A Taiwanese woman in Thailand on Sunday called New Taipei City (新北市) Police Department’s Ruifang Precinct to report a stolen MSN account and subsequent fraud.
Aged 27 and registered at an address in the Ruifang (瑞芳) area of New Taipei City, the Taiwanese woman surnamed Wu (吳) works and lives in Thailand.
STOLEN ACCOUNT
On Sunday morning, Wu logged off her MSN account. In the afternoon, when Wu could not log back in, she decided to call her elder sister, who works in Taiwan, and asked her to call the MSN Taiwan customer service branch to check and change her password.
At the same time, Wu received a call from a friend asking if she had asked him to buy some game points for her.

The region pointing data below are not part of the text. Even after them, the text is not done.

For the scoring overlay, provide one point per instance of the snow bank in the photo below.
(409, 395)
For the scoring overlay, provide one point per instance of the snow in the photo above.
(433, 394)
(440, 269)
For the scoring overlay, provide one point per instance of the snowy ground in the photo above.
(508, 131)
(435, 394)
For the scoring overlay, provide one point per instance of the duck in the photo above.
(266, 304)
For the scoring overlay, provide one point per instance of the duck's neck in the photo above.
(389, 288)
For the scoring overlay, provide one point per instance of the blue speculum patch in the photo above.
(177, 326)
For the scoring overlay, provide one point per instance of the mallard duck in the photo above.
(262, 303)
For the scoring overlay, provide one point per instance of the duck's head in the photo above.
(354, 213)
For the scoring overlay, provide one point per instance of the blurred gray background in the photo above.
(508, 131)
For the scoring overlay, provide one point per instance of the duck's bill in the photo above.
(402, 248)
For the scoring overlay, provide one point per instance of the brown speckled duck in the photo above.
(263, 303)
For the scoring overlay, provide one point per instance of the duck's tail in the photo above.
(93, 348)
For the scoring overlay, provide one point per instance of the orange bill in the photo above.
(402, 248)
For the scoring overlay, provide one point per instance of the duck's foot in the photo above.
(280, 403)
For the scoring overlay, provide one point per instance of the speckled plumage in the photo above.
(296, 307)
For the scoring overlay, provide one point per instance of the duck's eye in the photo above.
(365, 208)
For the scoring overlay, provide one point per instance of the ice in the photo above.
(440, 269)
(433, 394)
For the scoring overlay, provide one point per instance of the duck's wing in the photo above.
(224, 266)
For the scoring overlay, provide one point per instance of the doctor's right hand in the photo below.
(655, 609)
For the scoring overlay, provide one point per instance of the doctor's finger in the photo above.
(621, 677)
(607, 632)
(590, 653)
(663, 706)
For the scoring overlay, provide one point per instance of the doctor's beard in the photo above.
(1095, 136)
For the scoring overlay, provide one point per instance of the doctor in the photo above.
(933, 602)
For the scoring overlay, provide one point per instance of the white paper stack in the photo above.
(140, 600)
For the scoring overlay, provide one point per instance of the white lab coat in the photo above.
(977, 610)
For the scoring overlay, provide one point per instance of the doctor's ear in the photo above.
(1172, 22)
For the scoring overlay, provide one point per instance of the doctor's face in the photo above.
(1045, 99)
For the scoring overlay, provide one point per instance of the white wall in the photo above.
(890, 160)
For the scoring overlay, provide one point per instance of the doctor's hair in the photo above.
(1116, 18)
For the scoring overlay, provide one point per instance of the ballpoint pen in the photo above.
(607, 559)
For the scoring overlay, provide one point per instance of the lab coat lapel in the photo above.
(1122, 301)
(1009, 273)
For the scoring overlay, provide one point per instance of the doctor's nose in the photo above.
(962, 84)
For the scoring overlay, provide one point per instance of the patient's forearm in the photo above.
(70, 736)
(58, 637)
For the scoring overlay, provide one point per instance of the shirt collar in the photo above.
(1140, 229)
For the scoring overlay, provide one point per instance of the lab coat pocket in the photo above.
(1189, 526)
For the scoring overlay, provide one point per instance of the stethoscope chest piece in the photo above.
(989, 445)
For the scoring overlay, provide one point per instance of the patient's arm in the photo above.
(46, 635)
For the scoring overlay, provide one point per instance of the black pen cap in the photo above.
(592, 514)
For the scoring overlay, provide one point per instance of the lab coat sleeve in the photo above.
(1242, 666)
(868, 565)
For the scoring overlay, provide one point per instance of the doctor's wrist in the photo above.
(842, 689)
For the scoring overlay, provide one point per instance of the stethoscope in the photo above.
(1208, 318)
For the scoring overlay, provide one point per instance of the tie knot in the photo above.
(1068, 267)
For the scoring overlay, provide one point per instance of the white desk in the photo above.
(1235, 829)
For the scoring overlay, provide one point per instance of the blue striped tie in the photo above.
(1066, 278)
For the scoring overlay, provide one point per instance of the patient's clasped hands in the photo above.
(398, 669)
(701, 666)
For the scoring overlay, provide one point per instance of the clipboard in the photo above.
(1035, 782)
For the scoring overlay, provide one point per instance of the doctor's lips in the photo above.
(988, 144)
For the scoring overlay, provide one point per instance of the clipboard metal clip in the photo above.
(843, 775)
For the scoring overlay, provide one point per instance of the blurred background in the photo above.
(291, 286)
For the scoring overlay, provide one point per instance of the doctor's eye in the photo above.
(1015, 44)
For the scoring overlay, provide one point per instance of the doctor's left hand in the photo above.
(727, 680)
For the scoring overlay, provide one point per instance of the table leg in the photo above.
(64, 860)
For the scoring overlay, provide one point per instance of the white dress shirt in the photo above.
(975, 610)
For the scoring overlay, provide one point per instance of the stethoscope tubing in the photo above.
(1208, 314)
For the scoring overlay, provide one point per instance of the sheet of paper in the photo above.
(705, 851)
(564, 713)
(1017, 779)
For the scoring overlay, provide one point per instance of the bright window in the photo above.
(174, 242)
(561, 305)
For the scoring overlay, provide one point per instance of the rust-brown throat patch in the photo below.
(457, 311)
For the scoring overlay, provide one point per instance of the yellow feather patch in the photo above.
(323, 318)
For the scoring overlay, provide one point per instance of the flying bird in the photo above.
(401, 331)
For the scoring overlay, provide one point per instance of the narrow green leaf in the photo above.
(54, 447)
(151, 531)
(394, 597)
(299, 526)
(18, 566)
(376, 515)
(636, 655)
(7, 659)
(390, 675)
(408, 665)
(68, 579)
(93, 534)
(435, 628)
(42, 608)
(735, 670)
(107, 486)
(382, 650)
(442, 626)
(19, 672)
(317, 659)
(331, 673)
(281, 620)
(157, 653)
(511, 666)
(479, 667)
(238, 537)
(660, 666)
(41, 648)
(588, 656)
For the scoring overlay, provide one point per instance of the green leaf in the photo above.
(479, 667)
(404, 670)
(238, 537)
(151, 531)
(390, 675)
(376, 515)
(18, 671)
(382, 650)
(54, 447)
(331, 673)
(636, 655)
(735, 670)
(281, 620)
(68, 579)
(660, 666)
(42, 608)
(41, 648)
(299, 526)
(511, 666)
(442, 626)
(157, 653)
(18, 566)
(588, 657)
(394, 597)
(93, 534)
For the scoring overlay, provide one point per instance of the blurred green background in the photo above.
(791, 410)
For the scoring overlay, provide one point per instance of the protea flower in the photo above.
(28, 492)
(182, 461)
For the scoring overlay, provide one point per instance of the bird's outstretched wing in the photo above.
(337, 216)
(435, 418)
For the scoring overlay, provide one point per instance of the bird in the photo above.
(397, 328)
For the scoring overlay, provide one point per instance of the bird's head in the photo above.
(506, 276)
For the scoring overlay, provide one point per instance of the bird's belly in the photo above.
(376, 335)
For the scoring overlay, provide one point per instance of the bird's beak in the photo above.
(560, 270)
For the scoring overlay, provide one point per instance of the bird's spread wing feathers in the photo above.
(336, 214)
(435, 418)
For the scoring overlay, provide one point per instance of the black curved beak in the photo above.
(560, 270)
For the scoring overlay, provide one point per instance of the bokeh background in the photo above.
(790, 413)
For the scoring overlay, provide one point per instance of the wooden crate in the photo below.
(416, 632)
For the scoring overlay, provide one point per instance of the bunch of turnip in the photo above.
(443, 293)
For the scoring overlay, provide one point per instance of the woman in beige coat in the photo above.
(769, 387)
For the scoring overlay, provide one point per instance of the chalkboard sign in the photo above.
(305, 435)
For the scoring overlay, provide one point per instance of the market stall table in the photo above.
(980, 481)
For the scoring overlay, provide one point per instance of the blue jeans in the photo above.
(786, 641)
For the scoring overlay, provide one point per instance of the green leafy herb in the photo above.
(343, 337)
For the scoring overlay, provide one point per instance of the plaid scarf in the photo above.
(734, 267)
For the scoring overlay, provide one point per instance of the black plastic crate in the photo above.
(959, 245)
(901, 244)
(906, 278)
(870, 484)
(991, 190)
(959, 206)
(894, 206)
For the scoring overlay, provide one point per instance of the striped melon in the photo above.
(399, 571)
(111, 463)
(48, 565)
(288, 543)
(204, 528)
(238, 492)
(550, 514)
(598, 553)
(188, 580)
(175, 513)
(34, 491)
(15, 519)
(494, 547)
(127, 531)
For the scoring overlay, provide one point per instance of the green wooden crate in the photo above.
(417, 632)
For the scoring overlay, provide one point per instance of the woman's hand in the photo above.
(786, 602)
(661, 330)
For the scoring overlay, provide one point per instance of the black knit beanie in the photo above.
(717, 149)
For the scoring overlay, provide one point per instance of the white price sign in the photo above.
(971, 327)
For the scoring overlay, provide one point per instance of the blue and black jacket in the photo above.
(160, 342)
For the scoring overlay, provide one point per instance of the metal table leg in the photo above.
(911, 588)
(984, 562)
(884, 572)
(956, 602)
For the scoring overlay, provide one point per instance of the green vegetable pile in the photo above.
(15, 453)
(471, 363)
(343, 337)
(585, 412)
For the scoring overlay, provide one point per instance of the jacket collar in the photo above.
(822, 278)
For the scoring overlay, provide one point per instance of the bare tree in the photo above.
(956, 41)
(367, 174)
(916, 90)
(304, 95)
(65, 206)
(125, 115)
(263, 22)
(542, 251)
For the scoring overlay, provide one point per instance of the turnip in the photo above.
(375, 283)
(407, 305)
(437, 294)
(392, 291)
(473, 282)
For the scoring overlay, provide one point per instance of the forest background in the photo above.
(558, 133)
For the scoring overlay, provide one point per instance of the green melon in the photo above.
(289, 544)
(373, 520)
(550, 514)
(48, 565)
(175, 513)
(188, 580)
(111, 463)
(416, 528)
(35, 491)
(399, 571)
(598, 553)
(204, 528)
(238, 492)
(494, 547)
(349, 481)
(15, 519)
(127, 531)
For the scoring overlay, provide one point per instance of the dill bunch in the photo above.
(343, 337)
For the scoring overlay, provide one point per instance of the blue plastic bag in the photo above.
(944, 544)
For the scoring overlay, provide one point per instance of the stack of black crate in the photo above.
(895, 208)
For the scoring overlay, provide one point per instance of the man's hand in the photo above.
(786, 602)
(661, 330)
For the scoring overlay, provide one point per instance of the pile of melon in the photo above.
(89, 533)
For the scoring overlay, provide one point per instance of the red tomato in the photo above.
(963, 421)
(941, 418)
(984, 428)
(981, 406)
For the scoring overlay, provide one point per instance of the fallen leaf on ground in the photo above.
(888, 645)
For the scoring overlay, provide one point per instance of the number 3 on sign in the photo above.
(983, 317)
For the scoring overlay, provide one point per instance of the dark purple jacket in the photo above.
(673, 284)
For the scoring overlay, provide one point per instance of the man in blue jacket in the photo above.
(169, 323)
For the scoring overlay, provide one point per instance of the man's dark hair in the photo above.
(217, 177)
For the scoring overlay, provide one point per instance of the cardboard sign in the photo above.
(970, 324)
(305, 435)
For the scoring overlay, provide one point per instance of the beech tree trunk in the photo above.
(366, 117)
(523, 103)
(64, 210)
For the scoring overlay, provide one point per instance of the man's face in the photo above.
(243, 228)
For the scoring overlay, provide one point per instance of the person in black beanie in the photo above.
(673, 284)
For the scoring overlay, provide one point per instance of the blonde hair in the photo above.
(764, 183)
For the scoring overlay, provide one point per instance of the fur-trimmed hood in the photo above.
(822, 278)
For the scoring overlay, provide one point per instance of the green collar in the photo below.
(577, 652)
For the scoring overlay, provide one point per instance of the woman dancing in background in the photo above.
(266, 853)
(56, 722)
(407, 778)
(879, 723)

Puzzled, Wu called the Taiwan office and was informed that several people had been asked through her MSN account to buy game points.
“My friend was in the Taiwan office at the time and had been asked by my MSN account to buy two MyCard game-point cards worth about NT$6,000 and to tell [the con artist impersonating] ‘Wu’ the account and PIN for the card,” Wu said.
Wu said she did not turn to Thai authorities because she was a Taiwanese national and that Taiwanese police were highly efficient at solving such cases.
The Ruifang Precinct said this was the first time it received a call on the matter, adding it was confident the culprits would be found.
“Though we don’t have a precedent, we’re still accepting the case,” police said.
It said an investigation into login IPs and the authentication of game-point cards would likely lead them to the culprits.
Ruifang Precinct Cycbercrime Unit chief Lin Yi-cheng (林驛丞) said that even though cybercrime was not limited by national boundaries, jurisdiction over a cybercrime was usually determined primarily by the current address of the victim of the crime.
“In this case, although Wu lives in Thailand, the victim was her friend, who lives in Taiwan. Her lodging the case with Taiwanese police was the correct thing to do,” Lin said.
PREVENTION
Lin said prevention methods against cyber fraud included calling a person directly, not telling anyone else their MSN account and password, changing passwords on a regular basis and scanning for Trojan viruses.